Тягостное польское присутствие во всех сферах русской жизни обозначено уже в начальных страницах трагедии. «Все лях да лях!», — восклицает один из стрельцов. Затем один из все более наглеющих поляков зарезал москвича, и его не удается судить, потому что толпа поляков его отбила. Со второго явления третьего действия нагнетаются примеры нарастающей дерзости и нахальства в поведении заморских гостей. Далее в убыстряющемся темпе следуют один за другим подобные факты: немец — помощник булочника перестал кормить бедных ребятишек; люди боятся, что ночью их ограбят поляки; слышится пение пьяных поляков: Если топну я ногою, // Если звякнет сталь; // Тотчас в землю предо мною // Кланяйся, москаль; пьяные поляки, оскорбляя москвичей разными прозвищами, «бьют и рубят» все подряд; смертельно раненный Колобов рассказывает, что в его дом ворвалась шайка ляхов, убила его сына, похитила жену.
Вначале эти факты вроде бы единичные, случайные, но постепенно частота их увеличивается, время между ними сокращается, дерзость поступков нарастает. Не только у персонажей трагедии, но и у читателя-зрителя возникает желание скорейшего избавления от непрошеных гостей, от Гришки Отрепьева, предавшего русскую веру. Именно столкновение «племенных стихий», оскорбленное при этом чувство русского «духа жизни», «русской семьи», русской веры привели к краху Димитрия Самозванца.
Однако убийство Димитрия вылилось, по мнению Хомякова, в очередное злодейство. Подговоренные Шуйским Валуев и Воейков не допускают правого суда над Самозванцем. Не подоспевшие вовремя к месту события князь Скопин-Шуйский и Ляпунов уже слышат на улице крик: «Да здравствует Василий (Шуйский. — И. Ю.), царь Московский». На что князь Скопин-Шуйский реагирует уже в духе Хомякова-славянофила: «Это что? // Без выбора, без земского собора?».
Действительно, поначалу в пьесе доминировал мотив исключительно божественного начала в носителе царской короны. Сам Димитрий подчеркивал, что порфирой Иоанна обязан он Божией руке, своим отцам и силе русской воли. Царская власть должна быть окружена ореолом величия и таинственности, русский народ должен видеть в царе Божьего посланника, для которого все русские люди равны: и бояре и нищие. На земле он исполняет Божью волю, творит Божью справедливость. И вот в финале появляется чрезвычайно характерный и важный для славянофильства мотив: царская власть должна быть благословлена народом, царская власть должна быть освящена соборным решением. Без этого любая власть незаконна, она обречена. Шуйский обречен.
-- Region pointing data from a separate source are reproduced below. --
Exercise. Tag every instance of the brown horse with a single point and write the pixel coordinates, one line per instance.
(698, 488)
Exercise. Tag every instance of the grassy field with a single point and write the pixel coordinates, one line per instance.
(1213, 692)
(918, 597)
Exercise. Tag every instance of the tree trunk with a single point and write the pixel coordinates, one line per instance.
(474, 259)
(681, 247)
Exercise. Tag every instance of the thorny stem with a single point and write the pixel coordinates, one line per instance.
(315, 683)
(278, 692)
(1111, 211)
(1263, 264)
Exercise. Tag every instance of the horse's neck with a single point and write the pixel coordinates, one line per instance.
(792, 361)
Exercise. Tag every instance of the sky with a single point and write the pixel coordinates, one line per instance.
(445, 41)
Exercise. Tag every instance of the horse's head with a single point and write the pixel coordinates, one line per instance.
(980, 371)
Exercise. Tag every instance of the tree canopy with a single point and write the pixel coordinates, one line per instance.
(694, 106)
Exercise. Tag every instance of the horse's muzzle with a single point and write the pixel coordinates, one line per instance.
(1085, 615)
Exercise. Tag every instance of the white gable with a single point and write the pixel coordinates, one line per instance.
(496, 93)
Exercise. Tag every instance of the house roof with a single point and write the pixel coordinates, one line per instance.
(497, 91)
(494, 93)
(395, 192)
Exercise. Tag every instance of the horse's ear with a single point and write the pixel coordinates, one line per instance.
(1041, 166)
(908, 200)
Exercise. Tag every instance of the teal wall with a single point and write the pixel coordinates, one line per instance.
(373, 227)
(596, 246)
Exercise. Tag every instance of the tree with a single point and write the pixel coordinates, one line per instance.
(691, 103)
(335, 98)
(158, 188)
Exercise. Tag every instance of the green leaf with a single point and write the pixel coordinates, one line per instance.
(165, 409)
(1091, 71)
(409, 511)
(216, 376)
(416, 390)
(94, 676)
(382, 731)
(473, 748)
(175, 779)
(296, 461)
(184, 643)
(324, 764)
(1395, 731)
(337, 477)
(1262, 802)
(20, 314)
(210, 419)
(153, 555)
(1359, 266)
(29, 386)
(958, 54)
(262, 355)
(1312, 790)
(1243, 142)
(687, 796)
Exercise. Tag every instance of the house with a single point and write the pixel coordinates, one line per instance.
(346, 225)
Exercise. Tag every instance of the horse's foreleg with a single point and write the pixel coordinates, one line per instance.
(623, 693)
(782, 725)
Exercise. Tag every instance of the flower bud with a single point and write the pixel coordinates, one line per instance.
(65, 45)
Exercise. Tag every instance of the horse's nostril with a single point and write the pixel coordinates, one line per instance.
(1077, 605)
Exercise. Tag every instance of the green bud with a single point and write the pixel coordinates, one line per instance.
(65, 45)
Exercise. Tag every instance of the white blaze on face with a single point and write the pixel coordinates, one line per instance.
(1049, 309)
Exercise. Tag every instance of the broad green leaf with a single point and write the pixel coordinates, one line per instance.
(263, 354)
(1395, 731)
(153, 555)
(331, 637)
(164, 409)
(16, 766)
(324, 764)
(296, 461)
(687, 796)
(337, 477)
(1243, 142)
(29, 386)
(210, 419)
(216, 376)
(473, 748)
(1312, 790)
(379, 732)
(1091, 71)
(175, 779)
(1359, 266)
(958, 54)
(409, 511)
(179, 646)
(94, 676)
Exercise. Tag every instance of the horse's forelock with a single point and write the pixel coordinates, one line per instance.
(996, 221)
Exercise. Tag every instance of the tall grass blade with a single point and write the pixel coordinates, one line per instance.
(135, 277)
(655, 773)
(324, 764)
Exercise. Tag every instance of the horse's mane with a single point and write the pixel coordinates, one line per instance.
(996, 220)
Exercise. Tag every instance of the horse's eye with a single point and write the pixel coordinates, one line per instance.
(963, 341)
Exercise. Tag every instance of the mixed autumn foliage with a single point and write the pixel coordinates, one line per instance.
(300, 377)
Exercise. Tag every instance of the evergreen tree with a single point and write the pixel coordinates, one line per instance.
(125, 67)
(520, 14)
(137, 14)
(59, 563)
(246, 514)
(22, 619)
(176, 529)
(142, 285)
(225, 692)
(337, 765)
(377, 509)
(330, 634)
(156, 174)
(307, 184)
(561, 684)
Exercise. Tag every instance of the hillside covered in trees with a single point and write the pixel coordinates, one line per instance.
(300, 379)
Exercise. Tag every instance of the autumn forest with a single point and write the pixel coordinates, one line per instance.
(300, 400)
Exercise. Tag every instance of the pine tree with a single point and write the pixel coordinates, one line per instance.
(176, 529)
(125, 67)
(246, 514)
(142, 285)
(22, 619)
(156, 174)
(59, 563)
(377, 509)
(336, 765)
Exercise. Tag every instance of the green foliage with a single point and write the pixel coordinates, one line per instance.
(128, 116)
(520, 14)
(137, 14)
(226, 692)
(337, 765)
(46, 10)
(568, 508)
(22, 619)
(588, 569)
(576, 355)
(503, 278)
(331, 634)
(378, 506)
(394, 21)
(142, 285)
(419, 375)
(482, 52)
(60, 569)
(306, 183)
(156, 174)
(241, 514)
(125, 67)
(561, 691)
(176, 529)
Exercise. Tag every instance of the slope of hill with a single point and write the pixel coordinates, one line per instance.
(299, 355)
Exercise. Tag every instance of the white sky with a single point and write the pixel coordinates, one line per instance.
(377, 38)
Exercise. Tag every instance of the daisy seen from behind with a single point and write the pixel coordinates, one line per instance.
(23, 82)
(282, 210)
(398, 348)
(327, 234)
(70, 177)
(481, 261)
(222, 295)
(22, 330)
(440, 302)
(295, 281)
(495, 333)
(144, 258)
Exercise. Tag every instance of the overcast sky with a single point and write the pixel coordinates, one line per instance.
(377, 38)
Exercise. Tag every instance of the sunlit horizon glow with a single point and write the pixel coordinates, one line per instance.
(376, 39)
Очевидно, что в решении проблемы национального характера в драматургии A. C. Хомякова собственно славянофильские мотивы угадываются весьма отчетливо, хотя и уступают в этом его зрелой лирике. Недаром Бердяев писал, что «...взгляды Хомякова на национальный характер и призвание русского народа лучше всего характеризовать его стихами».
Л-ра: Вестник МГУ. Серия 9 : Филология. – 2003. – № 2. – С. 74-83.